Nanotech program enrollments 75% international

The international micro and nanotechnology program Nanotech is ushering in a particularly cosmopolitan class this year. Of the 38 students accepted into the program, 20 are from Italy and 9 are from France. The rest come from Ukraine, Russia, Greece, Egypt, Vietnam, and elsewhere. In terms of gender representation, however, there is still room for improvement; just a quarter of the incoming class this year is female.

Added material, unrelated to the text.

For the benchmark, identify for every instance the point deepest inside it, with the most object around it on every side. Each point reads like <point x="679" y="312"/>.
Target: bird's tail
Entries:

Launched in 2004, Nanotech is a joint international Master’s program offered by Politecnico Di Torino, École polytechnique fédérale de Lausanne (EPFL), and Grenoble Institute of Technology. Today, it is one of Phelma’s most sought-after programs. Because all courses are taught in English (except foreign languages, of course), the program garners particular interest from students from outside France. International students at Phelma (on their Erasmus exchange) often choose to register for some of the Nanotech courses.